Functional Programming Unit Testing – Part 4

In our previous installment, we talked about bringing together the traditional xUnit tests and QuickCheck property-based tests together in a single cohesive step.  For this installment, let’s talk about test coverage.

But, before we continue, let’s get caught up to where we are today:

 

Code Coverage

Code coverage is an important metric used as part of our design process to describe to what degree our source code has been tested.  The code coverage tools inspect the code directly as a form of white box testing of your code.  I believe having a high code coverage percentage is important, although such hard-line stances of 100% path code coverage required is most often unnecessary and is evil.  However, for some applications, such as safety-critical, some form of 100% coverage should be considered.

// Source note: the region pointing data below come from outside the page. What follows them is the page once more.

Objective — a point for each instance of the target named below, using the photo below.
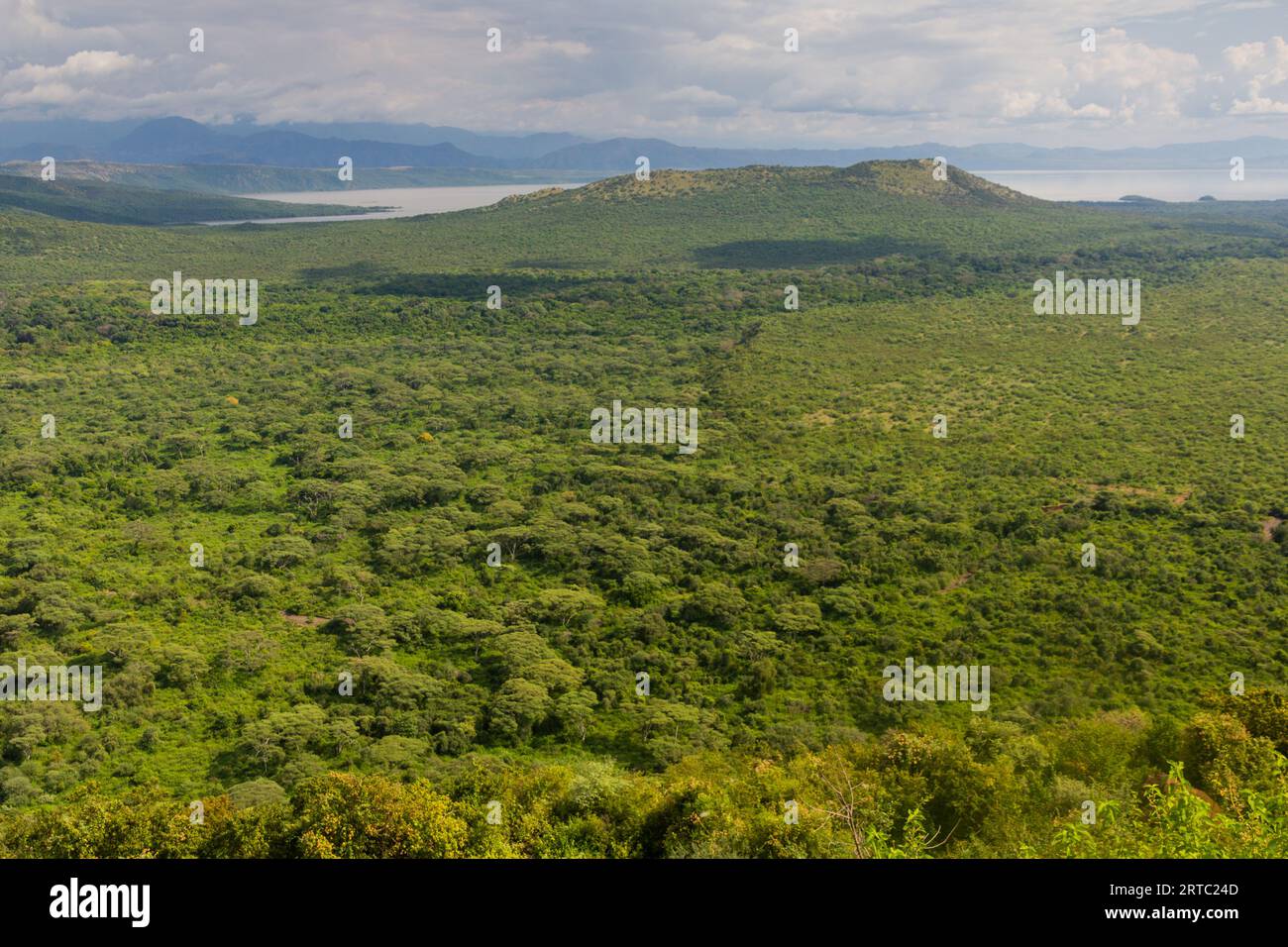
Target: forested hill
(120, 204)
(881, 218)
(868, 179)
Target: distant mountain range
(384, 146)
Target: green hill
(120, 204)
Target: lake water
(1051, 185)
(406, 201)
(1163, 185)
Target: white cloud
(868, 71)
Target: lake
(406, 201)
(1051, 185)
(1163, 185)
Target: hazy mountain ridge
(378, 145)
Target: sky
(709, 72)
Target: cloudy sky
(694, 71)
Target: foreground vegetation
(518, 684)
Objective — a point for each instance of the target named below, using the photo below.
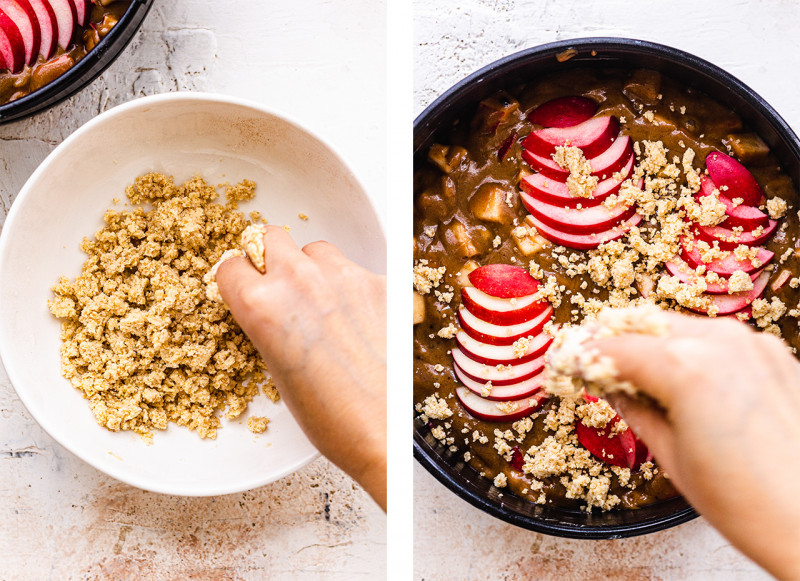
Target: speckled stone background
(321, 62)
(756, 40)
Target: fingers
(650, 425)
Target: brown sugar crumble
(141, 339)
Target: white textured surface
(321, 62)
(754, 40)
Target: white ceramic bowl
(182, 134)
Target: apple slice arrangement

What do we consider as part of the criteria when we’re calculating code coverage?

  • Function coverage
    All functions in the program called?
  • Statement coverage
    All lines in the program called?
  • Branch coverage
    All control structures such as if/then/else evaluated to true and false?
  • Condition coverage
    All boolean sub-expressions evaluated to true and false?
  • Path coverage
    All possible routes through the program called?
  • Entry/exit coverage
    All possible call and return of the function executed?

Of course some of these are connected in some way such as the following:

  • Decision coverage includes statement coverage since exercising every branch must lead to exercising every statement.
  • Path coverage includes branch coverage.

Where should we focus?  Using such things as statement coverage, decision coverage, and/or condition/branch coverage, around 80-90% of code coverage would suffice.  Getting to 100% test code coverage is unrealistic and doesn’t always ensure quality, and the amount of energy required for this is wasteful. The number we’re looking for is somewhere greater than 80%.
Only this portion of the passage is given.